Le réalisateur sème le trouble tout au long du film en plaçant ses personnages dans l’instant présent, sans dévoiler aucune trace de leur passé, pendant ce qui qui pourrait être quelques jours ou plusieurs années.Les personnages se fissurent, car, humains après tout, ils aimeraient parfois pleurer mais cela leur est interdit par la discipline militaire du guérillero. Alejandro Landes transcende les notions de temps et d’espace pour capter l’essence de son Monos. Un Monos constitué par un groupe soudé, qui renvoie le spectateur aux enfants soldats du monde entier et qui questionne sur les origines de la violence, comme sur les planches d’une tragédie. Quand Wolf abat la vache Shakira par mégarde, il tue l’animal nourricier qui veillait sur ses enfants et enclenche un tourbillon de violence.
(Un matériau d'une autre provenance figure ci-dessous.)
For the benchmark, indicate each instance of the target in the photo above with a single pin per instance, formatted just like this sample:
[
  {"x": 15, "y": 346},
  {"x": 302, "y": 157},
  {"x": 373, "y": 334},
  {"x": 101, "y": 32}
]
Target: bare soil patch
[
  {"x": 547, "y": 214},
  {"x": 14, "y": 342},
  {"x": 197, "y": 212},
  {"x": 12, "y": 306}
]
Animal peu anodin puisqu’il renvoie à des mythes grecs tragiques, la vache évoque la discorde à l’origine de la transformation de Io en génisse ou la vache creuse qui participa à la naissance du monstrueux minotaure. En puisant dans les contraires et en s’élevant à l’universalité du groupe et de ses agissements, Monos s’affirme comme un conte moderne et poisseux.

Alejandro Landes n’est pas le premier à mettre en scène un groupe de jeunes « orphelins » armés réunis pour une conviction commune. On pense à Jessica Forever (Caroline Poggi et Jonathan Vinel, 2019), dont les intentions rejoignaient celles du réalisateur colombien dans le dépouillement des éléments de contexte pour chercher l’essence d’une fratrie. Même si les deux films revendiquent une beauté plastique et sonore, Monos est doté d’une véritable épaisseur, il est incarné, à la différence du décevant long métrage de Poggi et Vinel qui basculait dès les premiers plans dans un maniérisme poseur. Dans le cinéma de Landes, la chair est meurtrie, salie, réconfortée, les rapports de pouvoir sont universels et le spectateur sort de la séance boueux, écorché, parfois humilié dans cette fiction immersive et physique au plus près de ses protagonistes. Une compilation de scènes qui reposent sur la forme alourdissent quelque peu le film sur sa fin, mais ce bémol est rapidement évacué par la performance d’une bande d’acteurs au sommet. De jeunes acteurs triés sur le volet au cours d’un casting initiatique dans des décors réels façon camp d’entraînement, et accompagnés par l’actrice américaine Julianne Nicholson (mère autoritaire dans I, Tonya ; plus récemment aperçue dans la série The Outsider), elle aussi capable d’une étonnante palette d’émotions doublée d’un jeu très physique.

En plaçant le spectateur dans une situation décontextualisée, Alejandro Landes ne réalise pas un film militant qui chercherait à dénoncer la création d’enfants soldats par les guérillas colombiennes. Cette absence de contexte permet tout de même d’amener le spectateur à réfléchir de façon plus universelle à l’existence de guérilleros mineurs de par le monde et aux dommages irréversibles de leur embrigadement sur leur développement, ainsi que l’absence de perspective qui les menace. La discipline militaire est le sujet du film mais reste un support pour décrire l’initiation de ces jeunes personnages. Monos est avant tout un voyage pour les sens…

Monos. Un film réalisé par Alejandro Landes. Avec Julianne Nicholson, Moises Arias, Sofia Buenaventura… Colombie, Argentine, Pays-Bas, Allemagne, Suède, Uruguay. 01h43. Genre : Drame, aventure. Distributeur : Le Pacte. Sortie le 4 mars 2020.